All of those are scams. Every single one.
- Legitimate recovery only happens through law enforcement and the exchange's compliance team. It doesn't cost you money.
- Crypto transactions cannot be “reversed”. Anyone promising that is lying.
- Don't pay anyone, send any more crypto, share your screen, install any software, or hand over any ID to a stranger who contacted you about your loss.

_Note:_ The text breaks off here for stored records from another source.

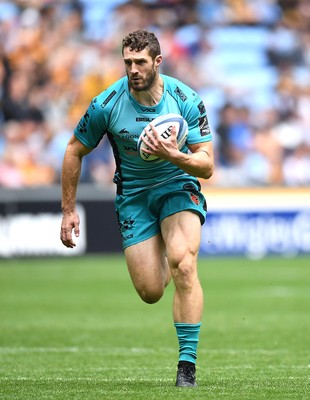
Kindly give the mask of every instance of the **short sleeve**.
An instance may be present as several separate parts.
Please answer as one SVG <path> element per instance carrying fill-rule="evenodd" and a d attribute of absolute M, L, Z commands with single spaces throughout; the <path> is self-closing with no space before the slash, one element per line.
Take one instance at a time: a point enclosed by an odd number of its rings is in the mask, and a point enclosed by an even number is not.
<path fill-rule="evenodd" d="M 80 142 L 90 148 L 98 146 L 103 135 L 106 133 L 107 124 L 102 107 L 98 102 L 98 98 L 94 97 L 80 119 L 74 130 L 74 135 Z"/>

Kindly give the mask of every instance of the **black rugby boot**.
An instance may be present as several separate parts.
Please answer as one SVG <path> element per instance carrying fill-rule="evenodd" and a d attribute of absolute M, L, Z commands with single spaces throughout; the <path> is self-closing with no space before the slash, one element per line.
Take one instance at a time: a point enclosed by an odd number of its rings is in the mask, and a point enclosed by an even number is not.
<path fill-rule="evenodd" d="M 177 380 L 175 386 L 197 386 L 195 374 L 195 364 L 187 361 L 180 361 L 178 364 Z"/>

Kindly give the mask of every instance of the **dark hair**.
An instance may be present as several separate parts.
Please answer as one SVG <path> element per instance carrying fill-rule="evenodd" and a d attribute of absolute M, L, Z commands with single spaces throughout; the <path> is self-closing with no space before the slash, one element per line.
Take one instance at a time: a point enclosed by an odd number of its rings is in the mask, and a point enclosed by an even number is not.
<path fill-rule="evenodd" d="M 124 55 L 124 48 L 129 47 L 129 49 L 135 51 L 142 51 L 146 47 L 149 50 L 150 56 L 153 58 L 161 54 L 160 44 L 157 37 L 152 32 L 145 30 L 137 30 L 129 33 L 122 41 L 122 54 Z"/>

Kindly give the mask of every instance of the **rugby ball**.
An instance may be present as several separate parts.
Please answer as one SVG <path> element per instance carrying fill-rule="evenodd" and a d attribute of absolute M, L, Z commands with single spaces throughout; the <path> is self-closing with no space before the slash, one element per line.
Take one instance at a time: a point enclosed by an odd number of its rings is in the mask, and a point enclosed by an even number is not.
<path fill-rule="evenodd" d="M 178 148 L 179 150 L 182 149 L 187 139 L 188 125 L 181 115 L 172 113 L 161 115 L 160 117 L 155 118 L 151 123 L 155 126 L 158 134 L 164 139 L 168 139 L 170 137 L 172 127 L 175 126 L 177 132 Z M 150 125 L 147 125 L 145 129 L 151 130 Z M 144 161 L 158 160 L 159 157 L 148 154 L 144 151 L 148 147 L 141 139 L 142 136 L 146 136 L 144 129 L 138 140 L 138 154 Z"/>

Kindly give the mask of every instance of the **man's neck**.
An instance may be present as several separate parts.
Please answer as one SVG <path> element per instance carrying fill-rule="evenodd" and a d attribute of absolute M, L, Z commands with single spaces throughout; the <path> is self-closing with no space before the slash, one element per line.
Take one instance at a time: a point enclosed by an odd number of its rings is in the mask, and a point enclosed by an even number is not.
<path fill-rule="evenodd" d="M 130 88 L 130 93 L 138 103 L 148 107 L 156 106 L 160 102 L 164 93 L 163 79 L 159 75 L 158 79 L 154 82 L 154 85 L 149 90 L 143 90 L 139 92 Z"/>

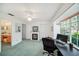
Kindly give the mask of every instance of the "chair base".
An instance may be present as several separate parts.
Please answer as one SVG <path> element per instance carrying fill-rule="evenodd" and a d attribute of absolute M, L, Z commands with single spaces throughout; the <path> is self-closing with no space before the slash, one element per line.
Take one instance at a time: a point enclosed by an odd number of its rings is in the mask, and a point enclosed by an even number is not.
<path fill-rule="evenodd" d="M 43 54 L 48 54 L 48 56 L 55 56 L 54 53 L 49 53 L 49 52 L 43 52 Z"/>

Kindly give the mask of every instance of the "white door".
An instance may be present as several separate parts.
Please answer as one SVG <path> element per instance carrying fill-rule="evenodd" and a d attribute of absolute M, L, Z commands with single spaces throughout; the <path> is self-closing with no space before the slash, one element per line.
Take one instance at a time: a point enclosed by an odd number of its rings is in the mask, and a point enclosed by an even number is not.
<path fill-rule="evenodd" d="M 1 26 L 0 26 L 0 53 L 1 53 Z"/>
<path fill-rule="evenodd" d="M 26 39 L 26 24 L 22 24 L 22 39 Z"/>

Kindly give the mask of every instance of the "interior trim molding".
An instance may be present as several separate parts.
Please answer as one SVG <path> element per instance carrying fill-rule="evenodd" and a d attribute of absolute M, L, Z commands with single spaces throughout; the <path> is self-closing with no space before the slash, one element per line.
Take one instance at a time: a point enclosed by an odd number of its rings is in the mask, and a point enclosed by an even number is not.
<path fill-rule="evenodd" d="M 63 22 L 63 21 L 65 21 L 65 20 L 68 20 L 68 19 L 70 19 L 70 18 L 72 18 L 72 17 L 74 17 L 74 16 L 77 16 L 77 15 L 79 16 L 79 12 L 76 12 L 75 14 L 73 14 L 73 15 L 71 15 L 71 16 L 68 16 L 67 18 L 61 20 L 60 22 Z"/>
<path fill-rule="evenodd" d="M 75 3 L 70 5 L 67 9 L 65 9 L 58 17 L 56 17 L 54 20 L 56 21 L 59 17 L 61 17 L 67 10 L 69 10 Z"/>

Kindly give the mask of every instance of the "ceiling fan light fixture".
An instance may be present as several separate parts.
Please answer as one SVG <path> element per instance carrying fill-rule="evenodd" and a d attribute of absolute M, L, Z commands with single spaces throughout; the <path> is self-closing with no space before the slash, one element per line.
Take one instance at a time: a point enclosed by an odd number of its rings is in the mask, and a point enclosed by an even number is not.
<path fill-rule="evenodd" d="M 28 21 L 32 21 L 32 18 L 31 17 L 28 17 Z"/>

If someone contacts you offering recovery, report them too. In Canada, Canadian Anti-Fraud Centre. In the US, IC3.
What we do
Phended Trace reads publicblockchain data. When you paste a wallet address, we ask Bitcoin or Ethereum's public ledger for every outgoing transaction from that wallet, and then for every outgoing transaction from those wallets, and so on for a few hops.
Why “known exchange” matters
Cryptocurrency is hard to recover once it's moved. But the moment a scammer cashes out at a regulated exchange (Binance, Coinbase, Kraken, etc.), they had to identify themselves to that exchange. Police and the exchange's compliance team can act on that. Our job is to point at that handoff so your scam report has something actionable in it.
What we can't do
- We do not recover funds. Nobody legitimate offers this service.
- We can't see what happened inside a mixer like Tornado Cash — that's the whole point of a mixer.
- We don't yet follow ERC20 token transfers (USDT, USDC, scam tokens) on Ethereum. ETH-only for now.
- We don't cover every blockchain. BTC and ETH only at launch. Tron-USDT (where most pig-butchering money lands) is on the roadmap.
What to do next
Take the trace report and attach it to your filing:
- Canada: Canadian Anti-Fraud Centre
- USA: IC3 (FBI Internet Crime Complaint Center)
- Your local police non-emergency line.